No cruzamento da avenida Faria Lima com a rua dos Pinheiros —região da capital paulista que concentra muitos bares e restaurantes—, um grupo de entregadores se encontrou em abril deste ano para questionar as condições de trabalho para o iFood, como atrasos no pagamento e bloqueios no aplicativo.
Entre eles, Antônio*, 28, estava irritado porque aquele era o quarto dia em que não conseguia fazer entregas. Segundo o trabalhador, a empresa havia combinado que os pagamentos seriam realizados semanalmente, às quartas-feiras, o que não estaria sendo cumprido. Ele reclamou da situação no grupo da empresa no Telegram —e foi excluído de lá, relata. O problema é que o grupo é justamente o meio pelo qual é gerenciada a atividade dos entregadores. Fora dele, Antônio não tinha como escolher o turno e ficou sem trabalhar.

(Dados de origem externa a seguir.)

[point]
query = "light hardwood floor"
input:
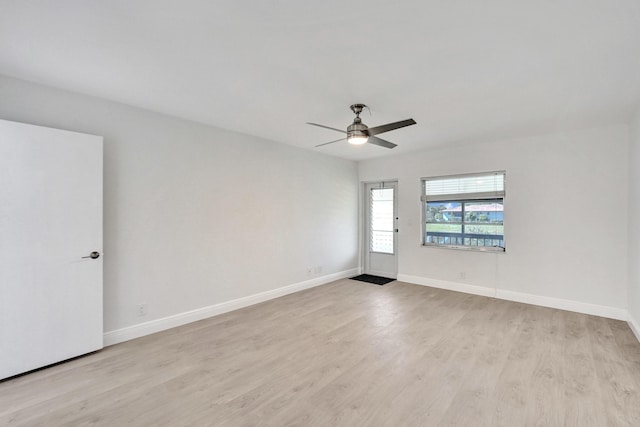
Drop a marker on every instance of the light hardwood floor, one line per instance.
(351, 354)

A empresa, no caso, não é o iFood, mas uma das dezenas de intermediárias classificadas como Operadoras Logísticas (OL) com as quais o aplicativo firma contratos para gerenciar sua rede de entregadores.
Em uma investigação exclusiva, a Agência Pública teve acesso a um contrato que prevê escala e turno de entregadores e até mesmo direitos trabalhistas que não estão sendo cumpridos. Antônio e outros entregadores não têm conhecimento dessas regras. Para trabalhar para a Sis Moto e começar a atuar como OL, ele diz, foi necessário enviar apenas um documento com foto e “não foi pedido para assinar nada”, relata.

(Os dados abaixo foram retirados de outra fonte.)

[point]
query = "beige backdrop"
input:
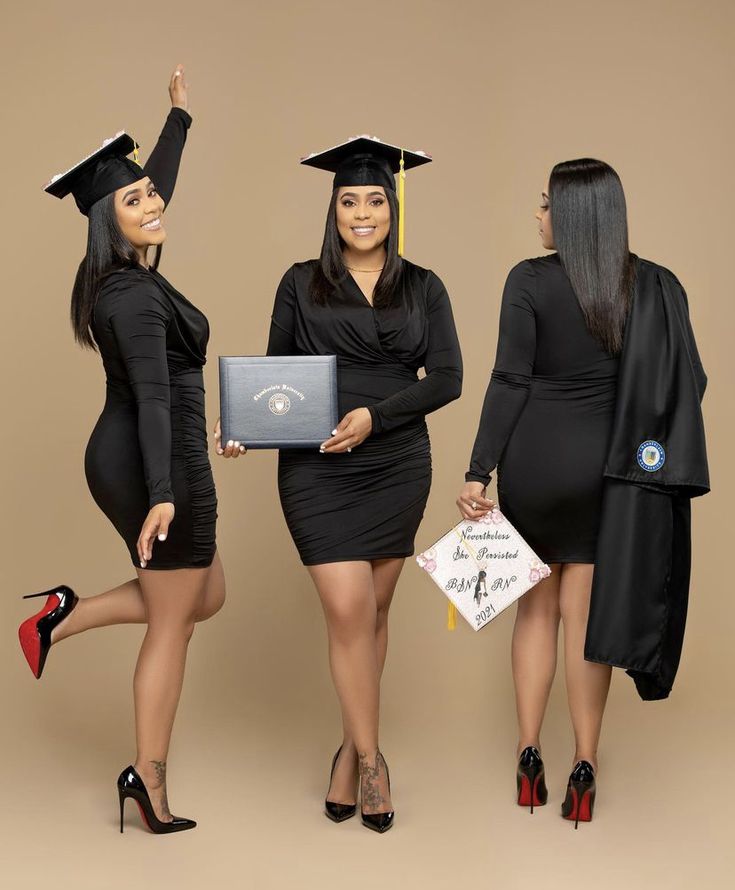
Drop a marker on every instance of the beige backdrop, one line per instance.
(498, 92)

Segundo um contrato assinado em 2017 entre o iFood e uma OL, obtido pela reportagem, a OL Sis Motos se responsabilizou pelo registro em carteira profissional de trabalho de todos os entregadores, por obedecer as normas e regimentos internos de segurança do iFood, por garantir que todos estejam uniformizados e com capa de chuva, GPS e smartphone com pacote de dados e, dentre outras coisas, por todas as despesas referentes a combustíveis, manutenção, licenciamento das motocicletas e seguro.
Em contrapartida, no documento, o iFood “se obriga” a enviar mensalmente para a Sis Motos a escala dos entregadores “por dia e turno para o mês subsequente, indicando o número mínimo e máximo de entregadores a serem disponibilizados” pela terceirizada, que oferece uma quantidade de entregadores para cumprir a escala enviada mensalmente pelo iFood.

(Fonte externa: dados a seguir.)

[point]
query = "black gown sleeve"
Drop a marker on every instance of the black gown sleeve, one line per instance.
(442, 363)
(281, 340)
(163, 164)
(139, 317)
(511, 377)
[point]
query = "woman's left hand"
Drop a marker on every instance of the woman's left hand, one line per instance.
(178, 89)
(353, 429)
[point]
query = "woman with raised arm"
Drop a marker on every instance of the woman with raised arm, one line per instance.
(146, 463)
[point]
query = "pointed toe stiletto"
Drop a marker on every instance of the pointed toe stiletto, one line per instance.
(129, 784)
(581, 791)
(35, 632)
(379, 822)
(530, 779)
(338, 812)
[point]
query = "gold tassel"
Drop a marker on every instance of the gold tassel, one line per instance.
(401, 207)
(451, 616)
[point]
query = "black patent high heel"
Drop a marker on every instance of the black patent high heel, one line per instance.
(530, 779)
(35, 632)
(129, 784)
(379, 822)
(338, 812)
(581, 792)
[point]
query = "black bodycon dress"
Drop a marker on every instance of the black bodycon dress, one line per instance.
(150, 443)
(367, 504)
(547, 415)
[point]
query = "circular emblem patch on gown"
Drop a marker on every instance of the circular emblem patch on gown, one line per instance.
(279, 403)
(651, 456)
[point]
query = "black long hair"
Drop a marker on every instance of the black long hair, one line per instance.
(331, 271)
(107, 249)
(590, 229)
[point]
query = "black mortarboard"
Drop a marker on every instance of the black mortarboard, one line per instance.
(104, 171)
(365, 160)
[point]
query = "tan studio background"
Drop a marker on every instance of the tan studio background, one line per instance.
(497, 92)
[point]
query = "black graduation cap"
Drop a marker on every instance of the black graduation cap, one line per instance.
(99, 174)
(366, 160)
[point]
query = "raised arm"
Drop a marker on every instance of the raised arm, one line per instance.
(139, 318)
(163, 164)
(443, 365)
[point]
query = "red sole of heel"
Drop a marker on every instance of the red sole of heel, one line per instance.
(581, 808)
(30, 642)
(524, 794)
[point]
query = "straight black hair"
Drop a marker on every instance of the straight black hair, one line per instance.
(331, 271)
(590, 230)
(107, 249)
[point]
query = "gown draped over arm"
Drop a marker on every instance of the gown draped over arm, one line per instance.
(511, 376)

O acordo entre o aplicativo e a empresa prevê até mesmo consequências caso um entregador se ausente por qualquer motivo, mesmo que justificado: ele deverá ser substituído imediatamente ou ser trocado, em até 24h, caso o iFood solicite por escrito.
A reportagem questionou o iFood, que respondeu que 20% de mais de 200 mil entregadores cadastrados no aplicativo trabalham para operadores logísticos: o que equivale a 40 mil trabalhadores.
Segundo a empresa, “o iFood não tem nenhuma ingerência ou gestão sobre a empresa que optou pela plataforma para prestar serviços de delivery. Essas empresas têm liberdade para conduzir seus negócios e são responsáveis por contratar os seus entregadores e por fazer toda a gestão sobre eles, em conformidade com as regras de Compliance e Código de Ética do iFood”.